Component Version Notes
Go 1.25+ Runtime & SDK
AI CLI Claude Code or OpenCode Execution target
Docker 24.0+ Optional, for container deployment

First Run Checklist

# 1. Clone and build
git clone https://github.com/hrygo/hotplex.git
cd hotplex
make build

# 2. Copy environment template
cp .env.example .env

# 3. Configure your AI CLI
# Ensure Claude Code or OpenCode is in PATH

# 4. Run the daemon
./hotplexd start -config configs/server.yaml

🧠 Core Concepts

Understanding these concepts is essential for effective HotPlex development.

Session Pooling

HotPlex maintains long-lived CLI processes instead of spawning fresh instances per request. This eliminates:

  • Cold start latency (typically 2-5 seconds per invocation)
  • Context loss between requests
  • Resource waste from repeated initialization
Request 1 → CLI Process 1 (spawned, persistent)
Request 2 → CLI Process 1 (reused, instant)
Request 3 → CLI Process 1 (reused, instant)

I/O Multiplexing

The Runner component handles bidirectional communication between:

  • Upstream: User requests (WebSocket/HTTP/ChatApp events)
  • Downstream: CLI stdin/stdout/stderr streams
// Each session has dedicated I/O channels
type Session struct {
    Stdin  io.Writer
    Stdout io.Reader
    Stderr io.Reader
    Events chan *Event  // Internal event bus
}

PGID Isolation

Process Group ID (PGID) isolation ensures clean termination:

  • CLI processes are spawned with Setpgid: true
  • Termination sends signal to entire process group (kill -PGID)
  • No orphaned or zombie processes

Regex WAF

Web Application Firewall layer intercepts dangerous commands before they reach the CLI:

  • Block patterns: rm -rf /, mkfs, dd, :(){:|:&};:
  • Configurable via security.danger_waf in config
  • Works alongside CLI's native tool restrictions (AllowedTools)

ChatApps Abstraction

Unified interface for multi-platform bot integration:

type ChatAdapter interface {
    // Platform-specific event handling
    HandleEvent(event Event) error
    // Unified message format
    SendMessage(msg *ChatMessage) error
}

MessageOperations (Optional)

Advanced platforms implement streaming and message management:

type MessageOperations interface {
    StartStream(ctx, channelID, threadTS) (messageTS, error)
    AppendStream(ctx, channelID, messageTS, content) error
    StopStream(ctx, channelID, messageTS) error
    UpdateMessage(ctx, channelID, messageTS, msg) error
    DeleteMessage(ctx, channelID, messageTS) error
}

Module Analysis

1. Engine & Session Pool (internal/engine)

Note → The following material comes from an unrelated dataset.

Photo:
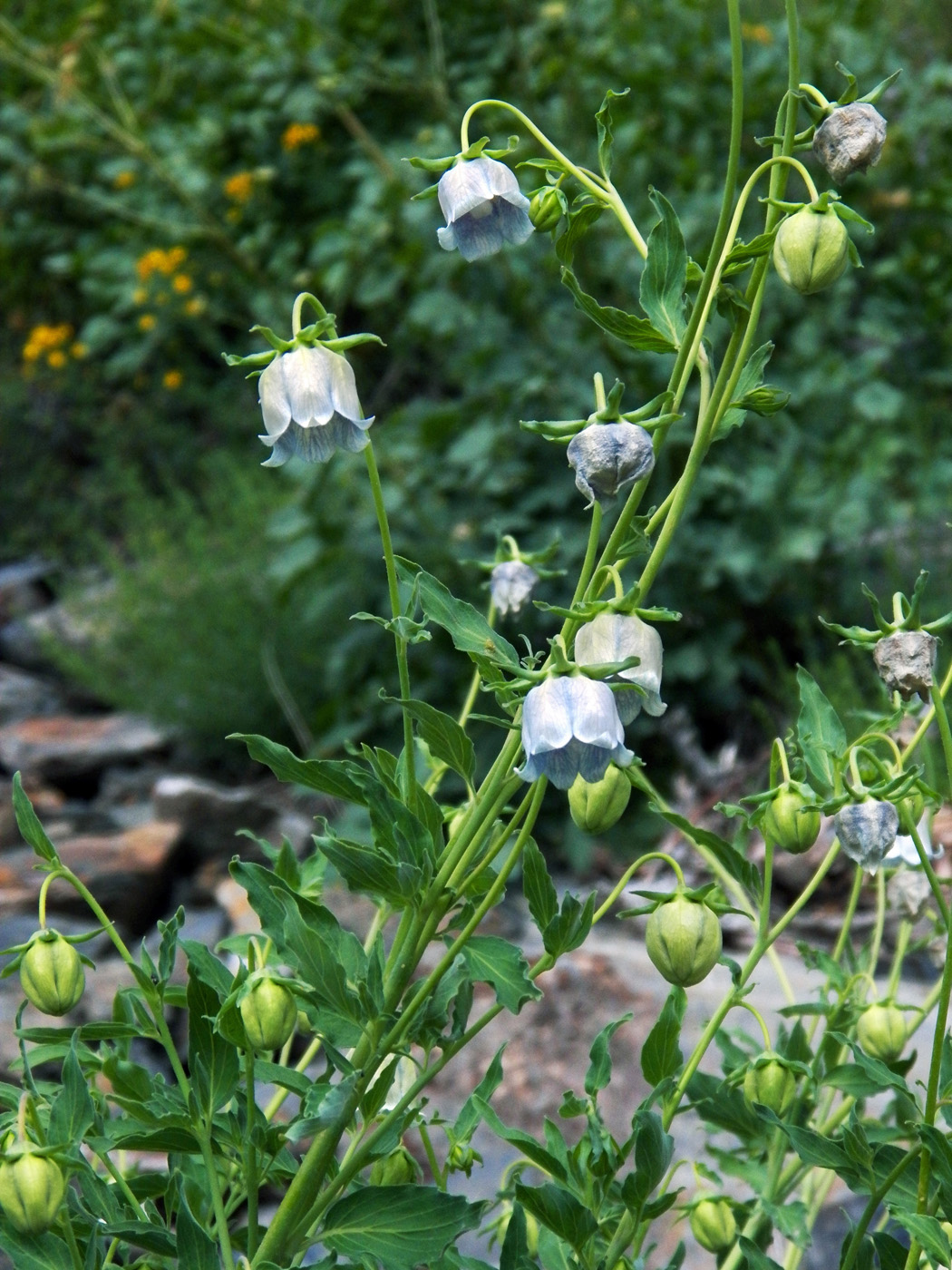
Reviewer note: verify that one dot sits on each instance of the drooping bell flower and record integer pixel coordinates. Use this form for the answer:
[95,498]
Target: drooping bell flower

The engine layer is the brain of HotPlex, coordinating all AI interactions.

  • Deterministic ID Mapping: Generates UUID v5 using platform metadata, ensuring that the corresponding Claude CLI process can be retrieved even after hotplexd restarts.
  • Health Detection: 500ms frequency waitForReady polling combined with process.Signal(0) detection ensures that sessions assigned to users are 100% available.
  • Cleanup Mechanism: Dynamically adjusts the cleanup interval (Timeout/4), balancing resource utilization and response speed.

2. Security & Protection (internal/security)

HotPlex acts as a WAF for the local system.

  • Multi-level Filtering: Pre-configured with over 50 dangerous command patterns, ranging from simple rm to complex sudo bash reverse shells.
  • Evasion Defense: Specifically designed for LLM-generated content, it includes automatic markdown code block stripping and real-time detection of malicious control characters (e.g., null bytes).

3. Communication Server (internal/server)

  • Protocol Translation: The core ExecutionController serializes complex CLI events into standard streaming JSON for consumption by upstream platforms.
  • Admin API: Provides complete session audit logs (Audit Events) and export interfaces.

4. Native Brain (brain & internal/brain)

  • "System 1" Abstraction: Providing lightweight intent recognition and safety pre-audit interfaces, supporting multiple LLM model routing.
  • Resiliency: Built-in circuit breakers and automatic failover logic to ensure core capabilities remain available even if the primary model is down.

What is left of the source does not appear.